Rhythmic, heavily choreographed fight scenes intersperse the action. Broken bottles, pool cues, and flick knives are the Venetian army’s updated armoury. The walls of the pub occasionally roll back to reveal a dank brick wall scrawled with graffiti, over which hooded characters clamber and jump in their pugnacious revelry. A soundtrack of thumping house music periodically swells to several decibels above comfort-level, invading the senses and conjuring an effective reflection of the play’s all-consuming emotion.
Through this melee, Iago winds his Machiavellian way. Steven Miller’s antagonist is tremendously engaging, somehow managing to retain the audience’s sympathy for the majority of the performance. His discreet orchestration is made obvious through subtle hand gestures only the audience witness, and the stark relief his intelligence and cunning provide against the other characters’ blunt, tribal aggression is a welcome relief. It is only when his truly merciless nature surfaces towards the play’s denouement that a thrilling turning of the tables occurs.
Elsewhere, Ryan Fletcher’s Cassio is enjoyable, his Scottish brogue and languid charm entertaining. It is his drunken scenes that are most absorbing. The entire back wall of the pub set rolls and convulses, the other characters’ motions slow and the pulsating music deafens: effective devices to suggest Cassio’s ill-fated state of intoxication. There is good work from Leila Crerar as Emilia also; her gradual disenchantment with her scheming husband is well drawn out.

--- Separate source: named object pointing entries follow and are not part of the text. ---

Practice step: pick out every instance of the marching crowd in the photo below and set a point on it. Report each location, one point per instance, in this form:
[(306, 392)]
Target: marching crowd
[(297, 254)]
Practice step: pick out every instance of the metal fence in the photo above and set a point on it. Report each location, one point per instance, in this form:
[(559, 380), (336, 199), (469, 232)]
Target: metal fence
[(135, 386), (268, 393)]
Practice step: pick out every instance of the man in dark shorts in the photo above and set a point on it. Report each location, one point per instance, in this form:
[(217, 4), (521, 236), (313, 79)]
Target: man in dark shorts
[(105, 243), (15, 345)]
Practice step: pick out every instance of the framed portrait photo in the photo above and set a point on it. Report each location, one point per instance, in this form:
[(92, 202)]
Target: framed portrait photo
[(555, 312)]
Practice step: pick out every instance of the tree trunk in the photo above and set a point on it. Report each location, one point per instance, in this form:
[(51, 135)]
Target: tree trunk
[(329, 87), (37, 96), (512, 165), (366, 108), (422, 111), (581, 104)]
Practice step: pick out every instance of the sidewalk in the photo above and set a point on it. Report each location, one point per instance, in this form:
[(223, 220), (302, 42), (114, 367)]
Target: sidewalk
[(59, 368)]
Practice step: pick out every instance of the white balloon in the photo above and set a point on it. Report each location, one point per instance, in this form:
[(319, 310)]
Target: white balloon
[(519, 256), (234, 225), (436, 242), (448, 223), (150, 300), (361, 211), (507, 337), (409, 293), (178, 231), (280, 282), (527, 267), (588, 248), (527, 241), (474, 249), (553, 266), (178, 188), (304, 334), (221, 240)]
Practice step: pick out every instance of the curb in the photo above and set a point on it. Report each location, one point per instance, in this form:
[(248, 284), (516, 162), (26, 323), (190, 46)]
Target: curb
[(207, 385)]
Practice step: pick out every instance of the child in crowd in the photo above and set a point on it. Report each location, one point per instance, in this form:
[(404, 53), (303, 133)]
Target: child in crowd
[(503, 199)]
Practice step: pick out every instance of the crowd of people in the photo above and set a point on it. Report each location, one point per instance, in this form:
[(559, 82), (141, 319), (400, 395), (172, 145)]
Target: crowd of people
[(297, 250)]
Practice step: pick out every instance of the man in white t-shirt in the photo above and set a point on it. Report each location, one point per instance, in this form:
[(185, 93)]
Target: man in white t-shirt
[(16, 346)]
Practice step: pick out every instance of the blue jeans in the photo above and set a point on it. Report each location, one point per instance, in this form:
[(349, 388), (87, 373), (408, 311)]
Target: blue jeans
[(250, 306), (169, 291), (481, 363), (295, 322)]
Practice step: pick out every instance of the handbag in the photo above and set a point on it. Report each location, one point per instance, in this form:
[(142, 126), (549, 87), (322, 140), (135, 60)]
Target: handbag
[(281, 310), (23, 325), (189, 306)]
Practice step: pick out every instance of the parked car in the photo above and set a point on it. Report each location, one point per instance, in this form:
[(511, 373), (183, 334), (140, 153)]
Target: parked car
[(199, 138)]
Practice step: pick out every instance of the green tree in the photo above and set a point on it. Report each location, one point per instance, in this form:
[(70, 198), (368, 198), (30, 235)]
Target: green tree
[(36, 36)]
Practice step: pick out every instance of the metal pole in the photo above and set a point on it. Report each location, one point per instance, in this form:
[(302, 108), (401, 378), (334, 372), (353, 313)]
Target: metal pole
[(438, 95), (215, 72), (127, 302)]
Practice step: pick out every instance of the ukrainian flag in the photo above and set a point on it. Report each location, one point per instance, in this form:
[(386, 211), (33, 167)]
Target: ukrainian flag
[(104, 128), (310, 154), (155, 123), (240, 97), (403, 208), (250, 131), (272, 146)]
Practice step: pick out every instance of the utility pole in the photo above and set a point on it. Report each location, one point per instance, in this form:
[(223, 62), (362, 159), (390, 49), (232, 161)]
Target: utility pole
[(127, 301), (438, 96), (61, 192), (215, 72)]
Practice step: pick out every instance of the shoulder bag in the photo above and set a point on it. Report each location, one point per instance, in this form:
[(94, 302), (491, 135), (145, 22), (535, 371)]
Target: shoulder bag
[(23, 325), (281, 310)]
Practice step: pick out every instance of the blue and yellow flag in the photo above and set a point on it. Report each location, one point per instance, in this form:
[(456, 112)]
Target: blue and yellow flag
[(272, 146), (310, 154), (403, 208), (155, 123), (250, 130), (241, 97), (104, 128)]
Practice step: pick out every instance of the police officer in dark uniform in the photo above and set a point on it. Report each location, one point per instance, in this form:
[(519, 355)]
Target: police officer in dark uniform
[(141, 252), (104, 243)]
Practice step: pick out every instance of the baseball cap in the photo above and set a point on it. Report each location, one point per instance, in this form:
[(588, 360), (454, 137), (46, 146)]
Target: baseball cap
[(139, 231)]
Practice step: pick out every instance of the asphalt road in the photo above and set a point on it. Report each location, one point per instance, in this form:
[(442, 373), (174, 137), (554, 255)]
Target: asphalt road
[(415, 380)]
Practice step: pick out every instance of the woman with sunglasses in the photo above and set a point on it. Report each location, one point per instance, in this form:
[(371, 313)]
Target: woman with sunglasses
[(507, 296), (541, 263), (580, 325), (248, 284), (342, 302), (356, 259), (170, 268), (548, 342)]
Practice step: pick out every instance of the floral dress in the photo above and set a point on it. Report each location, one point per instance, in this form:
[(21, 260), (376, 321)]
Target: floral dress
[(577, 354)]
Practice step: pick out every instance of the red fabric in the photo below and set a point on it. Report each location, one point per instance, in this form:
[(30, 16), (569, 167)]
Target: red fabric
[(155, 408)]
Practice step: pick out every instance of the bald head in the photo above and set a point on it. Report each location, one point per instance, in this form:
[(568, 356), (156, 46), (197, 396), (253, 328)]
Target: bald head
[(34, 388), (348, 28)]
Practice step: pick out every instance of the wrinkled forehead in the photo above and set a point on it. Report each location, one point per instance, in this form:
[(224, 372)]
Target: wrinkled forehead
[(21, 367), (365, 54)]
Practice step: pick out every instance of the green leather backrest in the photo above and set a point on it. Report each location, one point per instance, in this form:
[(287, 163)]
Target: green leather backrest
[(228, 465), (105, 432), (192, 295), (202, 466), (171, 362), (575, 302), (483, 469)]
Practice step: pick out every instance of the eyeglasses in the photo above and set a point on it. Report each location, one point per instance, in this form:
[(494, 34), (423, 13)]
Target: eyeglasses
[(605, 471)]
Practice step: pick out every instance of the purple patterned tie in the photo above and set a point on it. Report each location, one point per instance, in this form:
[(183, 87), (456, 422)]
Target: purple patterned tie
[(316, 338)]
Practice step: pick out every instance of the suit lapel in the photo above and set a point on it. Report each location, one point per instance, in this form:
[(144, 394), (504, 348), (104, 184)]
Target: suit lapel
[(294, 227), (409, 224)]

It is an undeniable paradox of modernising Shakespeare that, no matter what thought-provoking cultural parallels are exposed, something of the script’s emotional sophistication is always lost. This inconsistency is regrettably applicable here. The visceral content of Scott Graham’s adaptation makes the audience seriously question the moral legitimacy of what the Daily Mail calls ‘Britain’s Yob Culture’, but sacrifices some of the tragedy’s more elegant themes.
Othello’s envious fury is laudably believable, yet his divided heart is as underplayed as to be invisible. Desdemona’s love for her husband is plain to see, but where is the quintessential gentleness that renders her death so tragic? Desdemona is a fragile flower in a battlefield; here, she is a (slightly sympathetic) nettle amongst nettles.
One cannot quite escape the feeling that Graham has been too heavy-handed with his modernisation. The key emotional themes – jealousy, rage, love, hate – are all elevated to a sweltering level but although this creates an undoubtedly exhilarating ride, it simultaneously obliterates the delicacy essential for the tragedy to truly impact. The audience is blown away, yes, but so too is any discernible profundity.